Le film du cinéaste indien Onir a été qualifié d’« illégal » et soumis au veto des autorités militaires fin janvier 2022.

Le cinéaste indien Onir voulait tourner un film inspiré de l’histoire vraie d’un officier indien ayant quitté l’armée en raison de son homosexualité mais, en janvier, les autorités militaires de la plus grande démocratie du monde ont frappé de leur veto son scénario.

(...) Onir, lui-même ouvertement homosexuel, a fait appel du rejet de son scénario par l’armée.

En 2020, le gouvernement nationaliste hindou du Premier ministre Narendra Modi a exigé que les cinéastes indiens soumettent à l’agrément des autorités militaires tout scénario touchant à l’armée indienne. (...)
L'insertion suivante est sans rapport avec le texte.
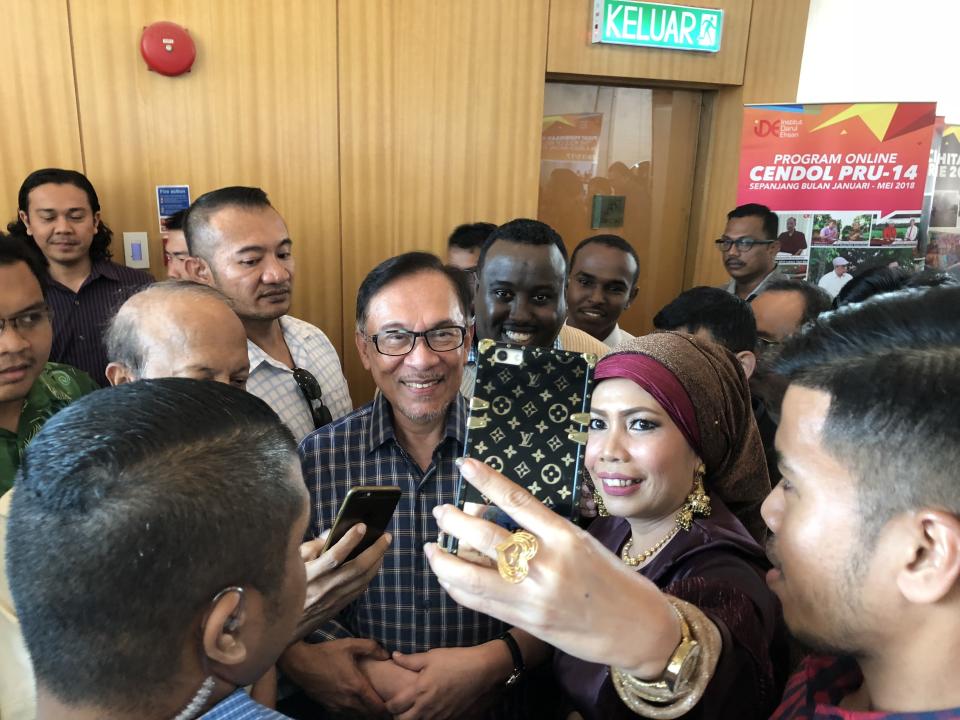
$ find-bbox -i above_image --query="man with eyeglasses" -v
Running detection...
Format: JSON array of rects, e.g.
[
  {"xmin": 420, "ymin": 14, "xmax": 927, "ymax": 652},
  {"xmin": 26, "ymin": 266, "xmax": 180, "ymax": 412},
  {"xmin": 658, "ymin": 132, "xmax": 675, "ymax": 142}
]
[
  {"xmin": 184, "ymin": 186, "xmax": 352, "ymax": 441},
  {"xmin": 0, "ymin": 237, "xmax": 97, "ymax": 493},
  {"xmin": 718, "ymin": 203, "xmax": 787, "ymax": 301},
  {"xmin": 285, "ymin": 252, "xmax": 529, "ymax": 719}
]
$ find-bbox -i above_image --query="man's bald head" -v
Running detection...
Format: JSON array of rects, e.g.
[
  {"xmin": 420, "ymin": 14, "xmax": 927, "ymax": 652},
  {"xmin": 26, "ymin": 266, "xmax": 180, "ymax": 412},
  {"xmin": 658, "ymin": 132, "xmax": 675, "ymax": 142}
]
[{"xmin": 105, "ymin": 281, "xmax": 250, "ymax": 388}]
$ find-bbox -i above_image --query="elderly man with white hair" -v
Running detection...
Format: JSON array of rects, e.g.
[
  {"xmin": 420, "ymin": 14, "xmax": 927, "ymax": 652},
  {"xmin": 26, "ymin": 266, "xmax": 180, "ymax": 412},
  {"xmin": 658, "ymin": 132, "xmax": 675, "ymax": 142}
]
[{"xmin": 817, "ymin": 256, "xmax": 852, "ymax": 298}]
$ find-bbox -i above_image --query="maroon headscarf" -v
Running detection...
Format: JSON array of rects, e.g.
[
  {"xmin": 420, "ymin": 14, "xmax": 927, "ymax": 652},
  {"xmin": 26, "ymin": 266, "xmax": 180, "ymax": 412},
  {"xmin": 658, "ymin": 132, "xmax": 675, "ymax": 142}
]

La décision a été aussitôt décriée par de nombreux militants de la liberté d’expression, dénonçant son caractère anticonstitutionnel. Selon ses détracteurs, elle s’inscrit dans le cadre d’une stratégie ciblant les défenseurs des droits de l’homme, les journalistes et les organisations non gouvernementales, depuis que Narendra Modi est arrivé au pouvoir en 2014. Onir juge cette situation « malsaine pour une démocratie ».
La communauté LGBTQ indienne

Son projet intitulé We Are (Nous sommes) porte sur quatre personnages, une transsexuelle, une lesbienne, un bisexuel et enfin sur cet officier homosexuel, amoureux d’un jeune Cachemiri, inspiré de l’histoire vraie du major J. Suresh.

Après avoir quitté l’armée, le major, qui a servi dans certaines des régions les plus turbulentes de l’Inde notamment au Cachemire, a fait son coming out en 2020, s’affirmant « Homo ! Fier ! Libéré ! ». « Je suis gay et très fier de l’être », avait clamé l’ex-officier de l’armée sur son blog personnel avant de faire sensation dans un entretien inédit diffusé sur une chaîne de télévision nationale.

La vie de la communauté LGBTQ indienne a commencé à changer en 2018 après que la Cour suprême a abrogé une loi de l’époque coloniale interdisant les relations homosexuelles, soit quatre ans après la reconnaissance légale des citoyens transgenres. (...)

Le « certificat de non-objection » de l’armée est un sésame que les studios, les plateformes de streaming et les producteurs réclament désormais pour s’assurer qu’ils ne seront pas confrontés à des difficultés juridiques ou administratives pour l’exploitation de l’œuvre.
L’armée et les débats politiques

Selon Hartosh Singh Bal, rédacteur en chef politique du magazine Caravan, la tentative de l’armée de « nier l’homosexualité » au sein de l’institution « participe d’une tendance générale au majoritarisme » (doctrine prônant la suprématie du plus grand nombre) de l’ère Modi. (...)

Contrairement aux pays voisins comme le Pakistan, le Bangladesh et la Birmanie, qui ont connu des coups d’État militaires, l’armée indienne se tient traditionnellement à l’écart des débats sociaux et politiques.

Mais le gouvernement de Narendra Modi « a invoqué, à maintes reprises, l’armée avec sa poitrine patriotique gonflée, pour des raisons de politique intérieure », ajoute Hartosh Singh Bal, et dernièrement, des généraux ont « même commencé à se livrer à des commentaires politiques ». « Je peux faire un parallèle avec une démocratie où l’armée est autorisée à contrôler la liberté d’expression : le Pakistan, de l’autre côté de la frontière », remarque Hartosh Singh Bal avant de souligner « Mais personne dans ce gouvernement n’aime cette comparaison ».